Otro de los temas que señala Mazur es lo referido a la ciudad. Y explica con relación a la mixtura de usos, que “la pandemia puso en blanco sobre negro el agotamiento del modelo de la ciudad zonificada del movimiento moderno. La desertificación de las áreas céntricas que se producía todos los días a partir de las 19 hasta las 9 del día siguiente se prolongó durante meses. Quedó así en evidencia que la especialización de las zonas bancarias, legislativas, gastronómicas y recreativas, entre otras, no era más viable. Así las personas que a las 9 de la mañana ocupan un lugar en una oficina, son las mismas que tienen una familia que concurre a una escuela, que terminado el horario laboral tienen que abastecerse. Y tal vez requieran actividades recreativas, entre otras. Si todo eso pueden hacerlo en un radio que no demande desplazamientos superiores a los quince minutos ya sea a pie o en bicicleta, la red vial y el espacio que ocupa el automóvil en la ciudad (circulación y estacionamiento) se libera para el uso peatonal, recreativo de encuentro y espacios verdes”.

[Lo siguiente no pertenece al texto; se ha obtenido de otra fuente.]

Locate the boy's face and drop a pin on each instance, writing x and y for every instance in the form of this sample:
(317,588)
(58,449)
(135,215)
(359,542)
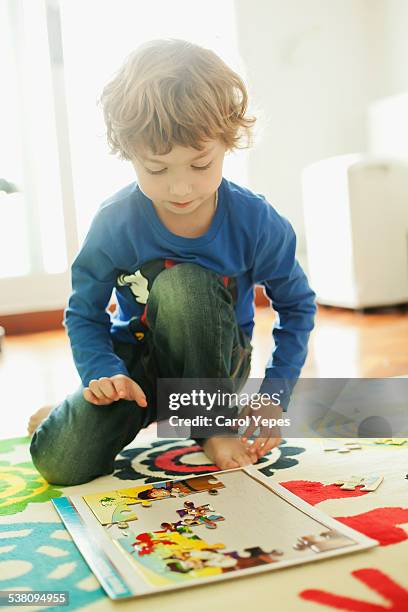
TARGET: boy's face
(181,181)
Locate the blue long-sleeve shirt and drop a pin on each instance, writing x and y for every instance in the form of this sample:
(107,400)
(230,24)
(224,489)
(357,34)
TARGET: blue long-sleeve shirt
(247,239)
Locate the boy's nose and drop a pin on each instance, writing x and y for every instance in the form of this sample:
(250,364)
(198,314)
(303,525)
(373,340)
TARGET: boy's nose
(180,189)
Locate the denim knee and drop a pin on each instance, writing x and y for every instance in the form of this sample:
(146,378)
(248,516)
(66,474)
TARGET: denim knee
(187,288)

Y agrega: “Las redes de electricidad, sanitarias, de comunicaciones, entre otras, que colapsan durante el horario de oficinas tendrían menos demanda (ya que muchas habrán migrado en viviendas) y esa misma red que durante la otra banda horaria, quedaba ociosa pasaría a aprovecharse. Eso sin contar el beneficio social que implica el ahorro de los tiempos de traslado. De hecho, un trabajador que vive en Pilar emplea cuatro horas para desplazarse a cumplir una jornada de ocho horas, mientras tanto contamina, gasta los combustibles fósiles, y requiere que se tapice el verde con asfalto para que pueda llegar. Además, la ciudad al estar más ocupada, se transformaría en más segura”.
Con la mirada puesta en el futuro, el empresario comenta que “se espera a nivel urbano alguna manera de mixtura de usos, no porque lo imaginemos desde la Argentina sino porque es lo que ya está sucediendo en el mundo y una de las experiencias más avanzadas se desarrolla en Barcelona. Además, toda la infraestructura construida el mercado seguramente logrará dar salida, se van a recuperar las estructuras de oficinas obsoletas y desocupadas y para ser parte de la respuesta al déficit de viviendas. En Argentina faltan entre 3 y 3.3 millones de viviendas mientras las oficinas quedan vacías; es una migración natural. Un buen ejemplo de este camino es la transformación en Burdeos de un viejo edificio de oficinas en 530 viviendas, realizado por los arquitectos Anne Lacaton y Jean-Philippe Vassal, ambos recientes ganadores del Premio Pritzker 2021. Todo esto dando respuesta a los nuevos modos de habitar, que requieren más que nunca expansiones al aire libre de las unidades, espacios flexibles que permitan desarrollar actividades laborales y/o educativas, áreas de privacidad para los distintos miembros convivientes, y equipamiento verde para desarrollar una vida más sana”.